Artist: Abraham Zvi Idelsohn (1882-1938)

Lyrics: Haim Nahman Bialik

Tune: Ben-Yehuda

Hebrew translation (PDF)

Haim Nahman Bialik wrote “El ha-tsipor” in Odessa, when he was nineteen years, and it was his first poem to be published in the "Pardes" literary collection in 1892. It circulated among Zionist circles, and Bialik became known as a promising Hebrew poet. The original poem had sixteen verses.

Idelsohn chose three of the sixteen original verses by Bialik: verses 1, 2, and 11; while Idelsohn’s last verse is composed of the first line of Bialik’s first verse, the second line of his second verse, and the third and fourth lines of his sixteenth verse.

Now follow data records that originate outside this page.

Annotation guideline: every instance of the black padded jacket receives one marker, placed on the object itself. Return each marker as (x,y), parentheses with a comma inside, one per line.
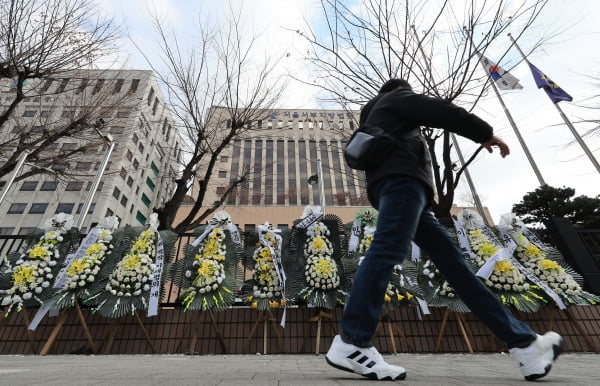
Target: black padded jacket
(400,112)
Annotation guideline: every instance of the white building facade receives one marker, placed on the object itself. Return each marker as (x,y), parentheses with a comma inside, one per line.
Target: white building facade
(140,171)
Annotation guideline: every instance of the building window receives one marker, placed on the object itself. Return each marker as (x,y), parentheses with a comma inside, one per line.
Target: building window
(150,95)
(65,207)
(69,146)
(27,230)
(154,168)
(29,186)
(59,166)
(83,165)
(49,186)
(63,84)
(150,184)
(38,208)
(134,85)
(141,218)
(74,186)
(90,210)
(98,86)
(6,230)
(89,186)
(145,200)
(82,86)
(118,86)
(68,114)
(17,208)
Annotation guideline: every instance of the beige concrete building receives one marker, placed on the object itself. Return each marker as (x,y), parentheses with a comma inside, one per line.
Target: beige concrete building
(281,157)
(140,170)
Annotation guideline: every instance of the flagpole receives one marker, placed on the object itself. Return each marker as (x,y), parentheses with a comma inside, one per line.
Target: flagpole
(478,204)
(516,130)
(587,151)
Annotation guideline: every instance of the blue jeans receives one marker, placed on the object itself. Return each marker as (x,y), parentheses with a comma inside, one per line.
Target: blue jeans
(404,217)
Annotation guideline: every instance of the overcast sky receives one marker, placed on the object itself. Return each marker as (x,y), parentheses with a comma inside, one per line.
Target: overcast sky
(570,60)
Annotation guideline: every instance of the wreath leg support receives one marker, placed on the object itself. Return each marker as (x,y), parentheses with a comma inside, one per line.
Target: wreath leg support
(461,324)
(266,317)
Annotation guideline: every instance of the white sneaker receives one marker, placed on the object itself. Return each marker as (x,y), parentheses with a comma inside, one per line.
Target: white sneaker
(364,361)
(535,360)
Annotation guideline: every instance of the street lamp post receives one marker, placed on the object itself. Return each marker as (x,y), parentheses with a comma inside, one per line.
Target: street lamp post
(318,179)
(14,175)
(108,139)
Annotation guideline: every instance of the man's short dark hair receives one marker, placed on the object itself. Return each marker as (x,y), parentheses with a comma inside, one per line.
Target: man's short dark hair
(393,84)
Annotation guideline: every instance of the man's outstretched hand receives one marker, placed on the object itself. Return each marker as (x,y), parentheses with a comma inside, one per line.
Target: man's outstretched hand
(498,142)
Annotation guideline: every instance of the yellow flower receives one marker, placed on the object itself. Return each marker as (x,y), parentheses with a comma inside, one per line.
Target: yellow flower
(265,254)
(38,252)
(211,248)
(532,250)
(265,276)
(131,262)
(503,266)
(549,264)
(274,304)
(139,245)
(318,244)
(208,268)
(93,249)
(324,267)
(147,234)
(23,275)
(487,249)
(76,267)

The song expresses the Zionist idea of bringing an end to the Jewish exile by returning to the Jewish historic homeland of Zion. The text presents a dialogue between the poet and a bird, who returns from warm lands and recounts the opportunities that await the Jewish returnees to Zion.

The text became popular and was adapted to known melodies, and new melodies were also composed for the text. Idelsohn (Ben-Yehuda) composed a melody for two voices, in a minor key.